1. "There is only one SRES scenario that reasonably tracks real world emissions growth per observations and infrastructure legacy: A1FI."
There’s a lot of jargon there for the uninitiated. The background is that the IPCC considers a range of scenarios (“SRES scenarios”) for global development over the next century. Each scenario is an integrated picture of population growth, economic development, technological change, and so forth. They describe six of these as “marker scenarios” that are meant to represent a reasonable range of possible future paths of development. The IPCC says that all individual marker scenarios “should be considered equally sound.” The IPCC also generates projections for a range of possible warming levels for each scenario. The scenario labeled A1F1, as indicated in my original post, is the one of these six with the highest projected emissions over the course of twenty-first century, and therefore the one with the greatest projected warming.
In plain English, the author is claiming in Step 1 that emissions over the past several years have tracked scenario A1F1 more closely than others, and that because of this, plus our “infrastructure legacy,” we should use scenario A1F1 alone when estimating the possible range of warming the world will face in the future. He then proceeds to use this as the starting point for an alternative cost / benefit comparison that “debunks” my argument in Steps 2 through 5.
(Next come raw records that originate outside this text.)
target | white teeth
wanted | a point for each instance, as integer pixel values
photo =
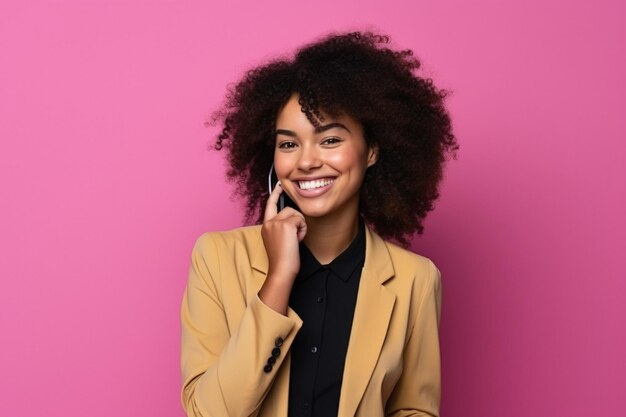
(309, 185)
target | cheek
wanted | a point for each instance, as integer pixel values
(348, 161)
(281, 165)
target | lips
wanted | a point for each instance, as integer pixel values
(316, 183)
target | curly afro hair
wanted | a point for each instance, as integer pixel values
(357, 74)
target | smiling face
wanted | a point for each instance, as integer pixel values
(321, 168)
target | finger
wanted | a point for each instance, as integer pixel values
(271, 207)
(297, 219)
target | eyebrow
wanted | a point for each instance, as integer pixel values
(318, 129)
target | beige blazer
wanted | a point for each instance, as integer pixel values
(392, 365)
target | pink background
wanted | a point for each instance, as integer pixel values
(106, 182)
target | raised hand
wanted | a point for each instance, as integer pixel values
(282, 232)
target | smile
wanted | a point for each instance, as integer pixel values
(311, 185)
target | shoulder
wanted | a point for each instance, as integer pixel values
(420, 270)
(242, 238)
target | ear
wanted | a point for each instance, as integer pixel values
(372, 155)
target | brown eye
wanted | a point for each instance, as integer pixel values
(286, 145)
(331, 141)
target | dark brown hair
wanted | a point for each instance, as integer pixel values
(360, 75)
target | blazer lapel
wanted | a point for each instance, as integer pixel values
(369, 327)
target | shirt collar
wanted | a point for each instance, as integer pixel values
(342, 266)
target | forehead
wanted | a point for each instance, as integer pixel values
(291, 117)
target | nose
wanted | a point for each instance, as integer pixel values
(309, 158)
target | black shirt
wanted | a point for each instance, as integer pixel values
(324, 296)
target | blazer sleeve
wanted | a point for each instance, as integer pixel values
(223, 368)
(418, 391)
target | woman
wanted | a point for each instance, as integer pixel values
(312, 313)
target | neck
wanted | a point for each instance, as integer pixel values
(327, 237)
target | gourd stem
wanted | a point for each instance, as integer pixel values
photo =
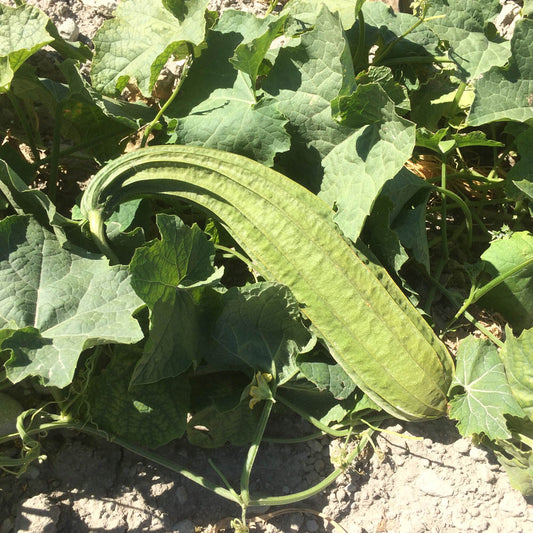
(97, 228)
(322, 485)
(147, 454)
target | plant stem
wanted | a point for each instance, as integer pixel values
(28, 129)
(175, 92)
(54, 156)
(381, 55)
(311, 419)
(97, 227)
(361, 56)
(271, 7)
(319, 487)
(453, 299)
(147, 454)
(479, 292)
(254, 447)
(464, 208)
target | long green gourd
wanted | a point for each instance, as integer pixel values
(370, 327)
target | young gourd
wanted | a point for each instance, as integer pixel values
(369, 326)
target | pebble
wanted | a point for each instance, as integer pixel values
(185, 526)
(296, 522)
(430, 483)
(512, 504)
(462, 446)
(37, 514)
(181, 494)
(478, 454)
(69, 30)
(315, 445)
(311, 526)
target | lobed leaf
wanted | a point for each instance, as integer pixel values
(463, 28)
(517, 357)
(22, 32)
(513, 298)
(58, 302)
(506, 93)
(164, 274)
(149, 415)
(139, 40)
(218, 106)
(487, 397)
(357, 168)
(260, 324)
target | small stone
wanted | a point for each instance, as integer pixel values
(296, 522)
(315, 445)
(311, 526)
(462, 446)
(341, 495)
(69, 30)
(37, 514)
(7, 526)
(478, 454)
(184, 526)
(513, 504)
(397, 428)
(400, 460)
(430, 483)
(488, 476)
(479, 524)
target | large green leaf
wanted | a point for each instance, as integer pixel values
(308, 11)
(164, 274)
(463, 28)
(217, 106)
(149, 415)
(211, 427)
(357, 168)
(140, 39)
(22, 33)
(259, 324)
(386, 28)
(248, 56)
(319, 368)
(480, 393)
(513, 298)
(304, 80)
(505, 93)
(517, 357)
(60, 301)
(97, 123)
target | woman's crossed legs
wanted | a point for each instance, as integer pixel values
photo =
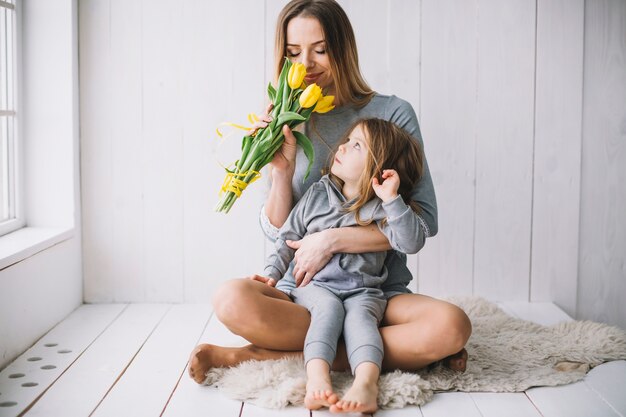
(417, 330)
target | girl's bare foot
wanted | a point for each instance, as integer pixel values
(319, 394)
(319, 391)
(362, 395)
(457, 362)
(360, 398)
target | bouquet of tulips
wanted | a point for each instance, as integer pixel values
(293, 102)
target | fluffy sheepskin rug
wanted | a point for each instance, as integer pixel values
(506, 354)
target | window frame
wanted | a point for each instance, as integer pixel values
(14, 157)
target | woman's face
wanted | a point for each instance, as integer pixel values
(306, 44)
(351, 157)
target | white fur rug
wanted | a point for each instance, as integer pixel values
(505, 355)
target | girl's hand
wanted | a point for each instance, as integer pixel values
(265, 280)
(312, 254)
(388, 190)
(284, 161)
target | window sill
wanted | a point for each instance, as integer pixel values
(28, 241)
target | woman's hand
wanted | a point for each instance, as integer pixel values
(388, 190)
(265, 280)
(263, 121)
(284, 161)
(312, 254)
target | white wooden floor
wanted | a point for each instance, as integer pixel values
(130, 360)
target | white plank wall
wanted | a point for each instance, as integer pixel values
(602, 267)
(498, 87)
(504, 131)
(557, 144)
(449, 93)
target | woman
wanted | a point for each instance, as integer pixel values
(416, 330)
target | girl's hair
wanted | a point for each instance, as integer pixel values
(350, 87)
(389, 147)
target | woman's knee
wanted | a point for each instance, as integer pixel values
(457, 325)
(230, 298)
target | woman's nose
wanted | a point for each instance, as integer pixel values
(307, 59)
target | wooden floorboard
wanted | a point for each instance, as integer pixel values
(572, 400)
(609, 382)
(158, 366)
(84, 384)
(190, 399)
(448, 404)
(56, 350)
(131, 360)
(509, 404)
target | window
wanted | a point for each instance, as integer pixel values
(10, 214)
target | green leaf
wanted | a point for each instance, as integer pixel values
(289, 116)
(307, 147)
(271, 92)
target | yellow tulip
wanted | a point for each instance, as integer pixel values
(296, 75)
(310, 96)
(324, 104)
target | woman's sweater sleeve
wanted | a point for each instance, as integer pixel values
(401, 113)
(277, 262)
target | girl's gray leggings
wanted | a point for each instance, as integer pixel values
(357, 312)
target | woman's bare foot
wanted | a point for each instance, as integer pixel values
(205, 357)
(458, 361)
(363, 394)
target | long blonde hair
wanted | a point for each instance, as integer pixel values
(389, 147)
(350, 86)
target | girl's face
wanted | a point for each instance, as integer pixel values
(351, 157)
(306, 44)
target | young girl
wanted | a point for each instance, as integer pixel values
(345, 296)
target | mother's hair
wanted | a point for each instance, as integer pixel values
(350, 86)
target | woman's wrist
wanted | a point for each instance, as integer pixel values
(280, 198)
(332, 238)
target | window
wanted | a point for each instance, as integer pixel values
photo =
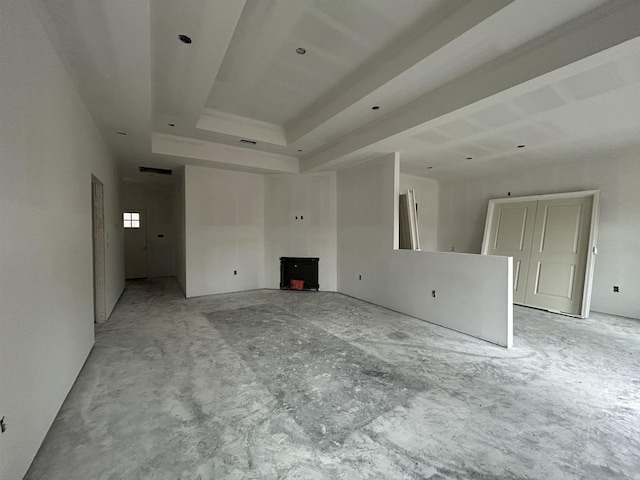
(131, 220)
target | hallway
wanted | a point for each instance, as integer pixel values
(271, 384)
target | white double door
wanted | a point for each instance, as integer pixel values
(549, 241)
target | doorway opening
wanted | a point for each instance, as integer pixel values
(97, 226)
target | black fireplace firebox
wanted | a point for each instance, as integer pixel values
(299, 268)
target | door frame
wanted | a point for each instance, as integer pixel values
(592, 250)
(98, 250)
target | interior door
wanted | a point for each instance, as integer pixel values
(135, 244)
(511, 235)
(559, 254)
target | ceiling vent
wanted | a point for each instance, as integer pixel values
(155, 171)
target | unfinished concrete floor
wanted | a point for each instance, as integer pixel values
(304, 385)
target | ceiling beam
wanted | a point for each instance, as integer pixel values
(606, 27)
(220, 154)
(183, 85)
(455, 18)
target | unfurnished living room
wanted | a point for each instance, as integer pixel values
(319, 239)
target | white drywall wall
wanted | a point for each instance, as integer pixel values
(300, 221)
(179, 209)
(49, 148)
(473, 292)
(158, 206)
(463, 208)
(224, 218)
(427, 200)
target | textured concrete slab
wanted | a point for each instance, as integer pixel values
(305, 385)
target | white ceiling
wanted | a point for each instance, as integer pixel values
(453, 78)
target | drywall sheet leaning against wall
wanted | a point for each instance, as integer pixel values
(468, 293)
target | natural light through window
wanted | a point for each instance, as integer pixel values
(131, 220)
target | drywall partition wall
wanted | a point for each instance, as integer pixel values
(427, 199)
(157, 204)
(224, 219)
(472, 292)
(49, 148)
(178, 208)
(463, 208)
(300, 221)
But presumably, once the premise is clearly stated, the problems with the purported debunking become evident.
First, as I made clear in my initial post, I used the IPCC governing assessment report as the technical basis for my reasoning. Obviously, the IPCC doesn't believe that there is no point in considering alternative scenarios, or they wouldn’t include any. They would simply call A1F1 “the baseline” and get on with it. If the author wants to argue that they’re wrong, fair enough. But then he should have titled his post “Debunking the IPCC in 5 Easy Steps.”
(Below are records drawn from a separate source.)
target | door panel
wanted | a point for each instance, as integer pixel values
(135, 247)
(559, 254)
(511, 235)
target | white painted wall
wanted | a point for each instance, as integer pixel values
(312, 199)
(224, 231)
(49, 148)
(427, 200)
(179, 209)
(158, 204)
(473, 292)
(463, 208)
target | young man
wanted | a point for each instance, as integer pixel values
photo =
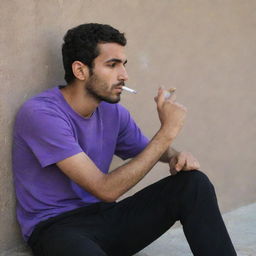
(64, 141)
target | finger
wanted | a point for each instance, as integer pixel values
(181, 163)
(192, 164)
(159, 99)
(173, 97)
(173, 172)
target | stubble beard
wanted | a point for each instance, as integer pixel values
(94, 86)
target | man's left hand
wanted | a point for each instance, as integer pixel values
(183, 161)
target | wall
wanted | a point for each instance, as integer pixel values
(206, 49)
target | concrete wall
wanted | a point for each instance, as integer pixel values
(204, 48)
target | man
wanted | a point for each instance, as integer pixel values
(64, 141)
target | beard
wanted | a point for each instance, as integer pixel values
(99, 89)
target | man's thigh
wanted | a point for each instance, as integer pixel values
(137, 221)
(67, 241)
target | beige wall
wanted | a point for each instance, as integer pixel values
(205, 48)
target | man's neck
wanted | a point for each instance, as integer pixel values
(76, 96)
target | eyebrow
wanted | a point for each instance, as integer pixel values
(116, 60)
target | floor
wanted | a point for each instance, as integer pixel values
(241, 224)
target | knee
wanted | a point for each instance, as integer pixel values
(199, 182)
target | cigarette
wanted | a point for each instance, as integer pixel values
(168, 93)
(128, 89)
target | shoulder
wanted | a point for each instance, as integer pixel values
(47, 101)
(114, 109)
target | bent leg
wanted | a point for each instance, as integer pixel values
(64, 242)
(189, 197)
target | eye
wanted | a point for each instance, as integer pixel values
(112, 65)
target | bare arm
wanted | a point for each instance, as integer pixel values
(108, 187)
(168, 154)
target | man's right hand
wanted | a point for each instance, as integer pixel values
(171, 114)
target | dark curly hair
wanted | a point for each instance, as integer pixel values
(80, 43)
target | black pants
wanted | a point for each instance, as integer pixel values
(126, 227)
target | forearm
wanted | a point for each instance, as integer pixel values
(168, 154)
(126, 176)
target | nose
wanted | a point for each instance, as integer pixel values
(123, 75)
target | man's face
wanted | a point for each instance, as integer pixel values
(109, 73)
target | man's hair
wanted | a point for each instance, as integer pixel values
(81, 44)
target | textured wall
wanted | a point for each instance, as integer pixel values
(205, 48)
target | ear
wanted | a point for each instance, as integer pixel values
(80, 70)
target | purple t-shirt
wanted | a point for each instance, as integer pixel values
(48, 130)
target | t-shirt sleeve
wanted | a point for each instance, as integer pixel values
(131, 141)
(48, 134)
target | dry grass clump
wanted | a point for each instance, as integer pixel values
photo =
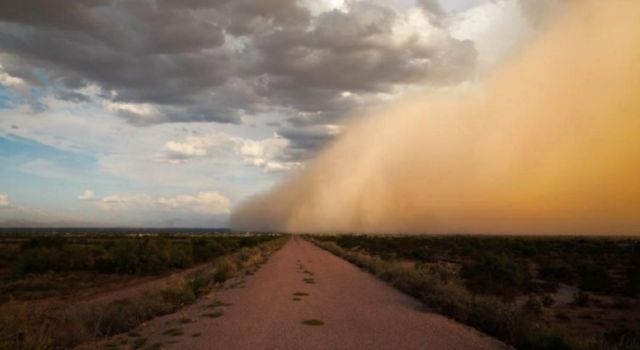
(509, 322)
(24, 326)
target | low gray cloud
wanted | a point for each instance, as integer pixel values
(220, 61)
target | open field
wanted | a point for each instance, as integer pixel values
(61, 290)
(175, 290)
(344, 308)
(531, 292)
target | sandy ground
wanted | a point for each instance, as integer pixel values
(358, 311)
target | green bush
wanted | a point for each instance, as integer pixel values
(494, 274)
(594, 277)
(544, 339)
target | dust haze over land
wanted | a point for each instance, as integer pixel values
(550, 143)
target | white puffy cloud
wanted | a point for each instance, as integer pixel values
(207, 202)
(179, 152)
(4, 200)
(87, 195)
(210, 202)
(13, 83)
(495, 27)
(269, 154)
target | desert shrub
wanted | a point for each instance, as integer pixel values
(180, 256)
(225, 268)
(580, 298)
(38, 259)
(24, 328)
(556, 272)
(494, 274)
(204, 249)
(547, 300)
(119, 316)
(544, 339)
(594, 277)
(499, 319)
(532, 306)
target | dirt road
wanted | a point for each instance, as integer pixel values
(358, 312)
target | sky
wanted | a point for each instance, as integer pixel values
(171, 114)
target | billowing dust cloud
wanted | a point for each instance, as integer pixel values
(549, 144)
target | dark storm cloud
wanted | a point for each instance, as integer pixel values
(201, 60)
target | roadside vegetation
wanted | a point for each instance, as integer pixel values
(32, 317)
(534, 293)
Second, the IPCC was wise to consider a wide range of scenarios. We can no more precisely predict human progress or folly over the next century than an observer in 1910 could have predicted the course of the twentieth century. If emissions have more closely tracked those estimated for scenario A1F1 for the past ten years, that does not mean that we know they will continue to do so for the next 90. What course the world polity and economy follow over the rest of the century, and the resulting quantity of human emissions between now and 2100, is not dependent on some physical laws, but on how history unfolds.